Figure 9.27. The role of the mediator.

Figure 9.27

The role of the mediator.

For a few years it appeared that the mediator might not be a common feature of eukaryotic pre-initiation complexes in general, but eventually an equivalent structure was identified in mammalian cells (Kingston, 1999; Malik and Roeder, 2000). Subsequent work has shown that there are several different versions of the mammalian mediator, each one responding to a different, although possibly overlapping, set of activators. Current opinion tends to the view that a mediator is an obligatory component of the RNA polymerase II pre-initiation complex, and that the stimulatory effects of all activators pass through the mediator. The possibility that some activators bypass the mediator and have a direct effect on one or other part of the pre-initiation complex cannot, however, be discounted.

Repressors of eukaryotic transcription initiation

Most of the research on regulation of transcription initiation in eukaryotes has concentrated on activation, partly because the low level of basal initiation occurring at RNA polymerase II and III promoters suggests that the repression of initiation, which is so important in bacteria (Section 9.3.1), is unlikely to play a major part in control of eukaryotic transcription. This view is probably incorrect because a growing number of DNA-binding proteins that repress transcription initiation are being discovered, these proteins binding to upstream promoter elements or to more distant sites in silencers. Some influence genome expression in a general way through histone deacetylation or DNA methylation (Section 8.2.2), but others have more specific effects at individual promoters. The yeast repressors called Mot1 and NC2, for example, inhibit assembly of the pre-initiation complex by binding directly to TBP and disrupting its activity. Mot1 causes TBP to dissociate from the DNA, and NC2 prevents further assembly of the complex on the bound TBP (Lee and Young, 2000). Both of these repressors have a broad spectrum of activity, inactivating a large set of genes, as does the Ssn6-Tup1 repressor, which is one of the main gene silencers in the yeast Schizosaccharomyces pombe, and which has homologs in many other eukaryotes (Smith and Johnson, 2000).

Another indication of the importance of repression in eukaryotic transcription comes from the demonstration that some proteins can exert both activating and repressing effects, depending on the circumstances.

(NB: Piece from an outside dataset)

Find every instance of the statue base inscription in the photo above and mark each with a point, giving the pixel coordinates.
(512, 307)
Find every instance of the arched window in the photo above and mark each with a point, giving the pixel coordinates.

NC2, for example, represses initiation of transcription from promoters with a TATA box but has an activating effect on promoters that lack the TATA sequence (Willy et al., 2000). Pit-1, which is the first of the three proteins after which the POU domain is named (Section 9.1.4), activates some genes and represses others, depending on the sequence of its DNA-binding site (Scully et al., 2000). The presence in this site of two additional nucleotides induces a change in the conformation of Pit-1, enabling it to interact with a second protein called N-CoR and repress transcription of the target gene (Figures 9.28 and 9.29).

Figure 9.28. Conformation of the POU domains of the Pit-1 activator bound to its target sites upstream of the prolactin and growth-hormone genes.

Figure 9.28

Conformation of the POU domains of the Pit-1 activator bound to its target sites upstream of the prolactin and growth-hormone genes. Pit-1 is a dimer, and each monomer has two POU domains (Section 9.1.4). The two domains of one monomer are shown in red (more...)

Figure 9.29. Pit-1 can activate or repress transcription initiation depending on the sequence of its DNA-binding site.

Figure 9.29

Pit-1 can activate or repress transcription initiation depending on the sequence of its DNA-binding site. Pit-1 activates transcription of the prolactin gene but represses transcription of the growth hormone gene. The drawing shows the contacts made between (more...)

Relatively little is known about the precise interactions occurring between repressors and the pre-initiation complex. A variety of inhibition domains (the converse of an activation domain) have been identified in eukaryotic repressors, several of which are rich in prolines, but no general patterns have emerged (Hanna-Rose and Hansen, 1996). The direct interactions with TBP displayed by Mot1 and NC2 argue against the involvement in repression of a complex equivalent to the mediator that is required for gene activation.

Box Icon

Box 9.6

The modular structures of RNA polymerase II promoters. The promoter for a gene transcribed by RNA polymerase II can be looked on as a series of modules, each comprising a short sequence of nucleotides and each acting as the binding site for a protein (more...)

Controlling the activities of activators and repressors

The operation of individual activators and repressors must be controlled in order to ensure that the appropriate set of genes is expressed by a cell. We will return to this topic in Chapter 12, when it will form the central theme of our study of the ways in which genome activity is regulated in response to extracellular signals and during differentiation and development.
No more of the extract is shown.